When we read to young children an illustrated children’s book or Bible story, they are not so concerned about what we read as they are by the pictures they see. They see things in the illustrations that we would never observe. They will put their fingers on the pictures. If the book has a little fuzzy and/or anything tactile they will touch it. Vicariously, children will jump into the illustrations in order to explore that world on the page before them. Give them all the time in the world to wonder, wander, and use their imaginations in this way.

We are, in effect, teaching them how to combine right-brain with left-brain activity, how to associate what they are hearing with what they are seeing and feeling. It is important to have good illustrated children’s books on prayer and Bible stories.

Jesus lived when photographs did not exist and actual descriptions of what he looked like were unimportant next to his teachings. However, through the ages, each generation’s artists produced their own idea of his appearance. What we do know, however, that He was a man and was truly human. So different male images are acceptable so long as no one particular static image dominates in all the different picture books you read to children.

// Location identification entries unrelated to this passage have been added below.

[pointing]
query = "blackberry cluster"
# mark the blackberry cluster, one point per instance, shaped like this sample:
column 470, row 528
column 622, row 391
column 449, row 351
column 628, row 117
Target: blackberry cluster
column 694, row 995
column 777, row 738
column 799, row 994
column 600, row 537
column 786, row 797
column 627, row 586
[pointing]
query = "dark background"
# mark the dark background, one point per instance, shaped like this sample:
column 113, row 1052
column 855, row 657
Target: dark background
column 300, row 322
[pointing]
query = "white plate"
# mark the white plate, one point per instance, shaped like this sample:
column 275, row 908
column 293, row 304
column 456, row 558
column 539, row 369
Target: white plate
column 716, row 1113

Likewise, artists have drawn their interpretation of God as an old man in the sky, as a dove, and/or sun rays in the sky. None of their illustrations can be substantiated and must remain symbolic as no one knows whether God has a body or form. Therefore, stay clear of bodily images of God.

We do not want children to have to unlearn the bad theology some illustrations teach.

It is good to let books on God, as made known to us through Jesus and the Bible, and on prayer be a natural part of their daily routine. These books, unlike television, are not aimed at making our children consumers in a market-driven economy. They are there to teach them about God. They plant moral values and a moral standard that can be built upon. God’s will becomes their standard for the way they make critical life decisions and the way they will live their lives. In this way, we honor God and nurture and cherish our children.